At the Tulalip Tribes Betty J. Taylor Early Learning Academy, staff were at first unsure about how to transition to remote learning while continuing to meet standards, but they quickly found ways to share fun and educational activities to continue serving families. They did this by maintaining regular contact with all ECEAP families through virtual conferences and home visits. Staff individualized to meet family needs by contacting them via phone, email, or video chat.

Families received individualized packets at least every two weeks with Lushootseed language, math, science, physical, and social/emotional activities. ECEAP staff also held virtual small group class sessions in real-time via Zoom to maintain relationships with teachers and peers. The program created a Tulalip ECEAP YouTube channel where teaching staff uploaded videos on science, singing, story time, and other activities.

Tulalip YouTube Channel
Teachers Stephanie, Jeniffer, and Julie doing activities for students on the Tulalip ECEAP YouTube channel

These videos offer engaging interactive activities that support families to guide their child’s learning. They use ordinary household items that do not require additional planning or preparation outside of the project, and families can participate on their own schedule. Many of the activities created can be done multiple times and encourage extension of learning using the family’s own creative strengths and interests.

Children and families also have access to Second Step social-emotional learning lessons. The Tulalip Lushootseed teachers upload daily videos on the Betty J. Taylor Early Learning Academy Facebook page. Parents report that the children love the songs and stories in the language.

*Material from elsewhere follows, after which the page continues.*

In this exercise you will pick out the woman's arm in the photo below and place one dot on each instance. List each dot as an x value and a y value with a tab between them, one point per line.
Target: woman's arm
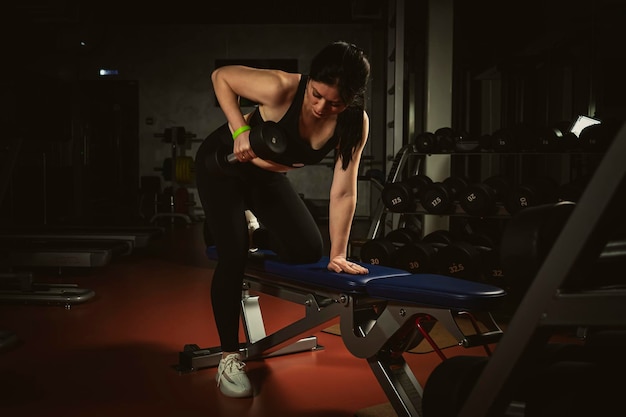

In an effort to smooth the transition to kindergarten, Tulalip ECEAP staff dropped off kindergarten registration packets to families and delivered the completed packets to the school district. The early learning program also partnered with the local food bank for food pick-up at the center.

Tulalip ECEAP continues to provide essential services during the pandemic by engaging families, extending learning opportunities, and using their considerable skills and creativity to bring stability, learning, and fun to the ECEAP community.